6 сентября 1941 года
я, как обычно по субботам, поехал домой помыться и переодеть белье. Уже на Прогоном переулке я почувствовал в поведении людей что-то необычное. Все спешили к трамваю, одни бегом, другие под тяжестью тюков, мелко и быстро семеня ногами. Люди были напуганы.Я поспешил к дому. Только успел спуститься с горы на Прогонном переулке, как в метрах 150 раздался сильный взрыв. Инстинктивно нагнулся к земле и правильно сделал – над головой с визгом пролетел кусок металла. Поднялся и сразу же был засыпан землей и грязью. Отряхнувшись, побежал к дому.
Около дома [№] 9 собралась небольшая толпа любопытных. Снаряд упал между домов, повредив их осколками. Невдалеке лежал разорванный осколками мальчик. Рядом с домом стонали две раненые женщины. Дом оказался закрыт. Все жильцы прятались в выкопанной во дворе щели. Там я увидел своих. Они были напуганы и ошеломлены. Чтобы хоть как-то ободрить их, рассказал анекдот. Не помогло. Вдруг в сотне метров от нас вновь упал снаряд. Дзинькнули стекла. Наступила жуткая тишина, а затем раздались стоны и крики. Значит, опять кого-то ранило.

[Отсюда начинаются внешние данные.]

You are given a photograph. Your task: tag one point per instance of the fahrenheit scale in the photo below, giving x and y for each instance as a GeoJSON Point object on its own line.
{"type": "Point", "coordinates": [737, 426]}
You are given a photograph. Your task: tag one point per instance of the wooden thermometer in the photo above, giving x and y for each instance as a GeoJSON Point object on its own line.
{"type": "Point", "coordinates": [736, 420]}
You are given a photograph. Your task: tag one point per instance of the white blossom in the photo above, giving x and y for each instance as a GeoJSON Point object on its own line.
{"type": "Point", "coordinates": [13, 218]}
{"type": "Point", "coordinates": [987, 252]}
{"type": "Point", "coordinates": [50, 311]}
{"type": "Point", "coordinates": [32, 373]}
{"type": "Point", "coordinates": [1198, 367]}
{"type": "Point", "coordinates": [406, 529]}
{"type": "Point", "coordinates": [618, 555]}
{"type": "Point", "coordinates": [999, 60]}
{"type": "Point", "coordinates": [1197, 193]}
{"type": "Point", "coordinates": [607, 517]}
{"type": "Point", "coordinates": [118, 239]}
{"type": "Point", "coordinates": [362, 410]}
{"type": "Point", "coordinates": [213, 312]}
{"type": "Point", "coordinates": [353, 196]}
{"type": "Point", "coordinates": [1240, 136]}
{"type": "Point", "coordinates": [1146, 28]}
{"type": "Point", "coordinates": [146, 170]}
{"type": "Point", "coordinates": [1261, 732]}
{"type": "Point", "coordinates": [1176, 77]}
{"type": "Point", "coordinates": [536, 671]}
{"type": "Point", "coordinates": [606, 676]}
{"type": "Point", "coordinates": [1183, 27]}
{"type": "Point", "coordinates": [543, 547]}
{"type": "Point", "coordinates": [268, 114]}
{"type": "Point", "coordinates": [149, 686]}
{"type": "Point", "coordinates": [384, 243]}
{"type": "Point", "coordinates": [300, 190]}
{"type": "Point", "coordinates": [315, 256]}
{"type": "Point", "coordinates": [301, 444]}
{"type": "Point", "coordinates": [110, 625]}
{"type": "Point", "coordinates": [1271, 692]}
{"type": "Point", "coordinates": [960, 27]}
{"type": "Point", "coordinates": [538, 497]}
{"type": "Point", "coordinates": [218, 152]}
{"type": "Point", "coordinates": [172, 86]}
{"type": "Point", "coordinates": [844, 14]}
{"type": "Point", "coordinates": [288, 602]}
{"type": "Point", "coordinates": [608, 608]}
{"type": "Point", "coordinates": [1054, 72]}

Отыскал мать. Она ухватила меня за пальто и не отпускала от себя, хотя я никуда и не пытался уйти. Оказывается, немцы уже дали восемь выстрелов по заводу им. Ленина. Ни один из них в цель не попал. Правда, на территории завода два снаряда разорвались – один на шихтовом дворе, другой в медпункте. Все это объяснила мне мать, путая слова и названия. ‹…›
Немцы стреляли регулярно, через каждые полчаса. В перерыве между выстрелами народ выбирался из траншей, бежал на место разрыва и оказывал первую помощь пострадавшим и через 25 минут снова забирался в укрытие.
Наш дом и траншея оказались на пути между стреляющим орудием и заводом. Снаряды рвались вокруг дома, срывали крыши, повреждая квартиры. Всего за вечер пострадало 34 человека.
Уговорил мать срочно перебраться, захватив ценные вещи, к Добычину и там остаться несколько дней.
В 9 [часов] вечера направился к Смольному. Выстрелы раздавались все чаще. Только успел пройти сталелитейный цех, находившийся рядом с улицей, как раздался взрыв. Разворотило всю мостовую и заводской забор, цех остался невредим.
На трамвайной остановке собралась толпа с узлами и чемоданами. Все стремились перебраться в Петроградский район. Трамваи задерживались. Дошел до Смольного пешком.
Ноябрь [1941 года].
Это рассказала мне мать одного моего товарища.«Я возвращалась из Володарского райисполкома, еле передвигая ногами, думала: вот дойду до магазина и куплю себе хлеба. Страшно хотелось есть, нет, не есть – жрать. Казалось, съела бы любую пищу.
Впереди меня так же медленно шел молодой человек. В его обессиленной походке чувствовалась большая усталость. Он был хорошо одет: кожаное пальто, фетровые бурки, котиковая шапка. Наблюдая за его движениями, я перестала следить за своими переживаниями. Человек дошел до столба, прислонился к нему спиной и секунду спустя пополз вниз.
Я подошла к нему:
– Вставайте, гражданин.
Он безразлично взглянул на меня:
– Не могу подняться. Не ел уже два дня. Потерял карточки.
– Поднимайтесь, возьмите себя в руки. – Подняла его, взяла под руку, потащила. Он немного ожил и даже попробовал пошутить:
– Вы смерть тащите, а не меня.
– Вот дойдем до магазина, – внушаю ему, – выкуплю хлеб, и вы поедите. Хоть всего 125 г, но все же дойдете до дома.
Так шли мы с ним километра полтора. Вот уже и магазин виден. Остались какие-нибудь 30–40 шагов. Внезапно мой спутник осел. Пробовала удержать его, но сил не было.
– Поднимайтесь. Вот уже и магазин.
Мой молодой спутник прошептал:
– Мне уже не нужно хлеба. Я умираю. Большое спасибо вам… Прощайте.
С помощью прохожих общими усилиями втащили его в магазин. Прибывший на место врач развел руками: “Ничем не могу помочь”».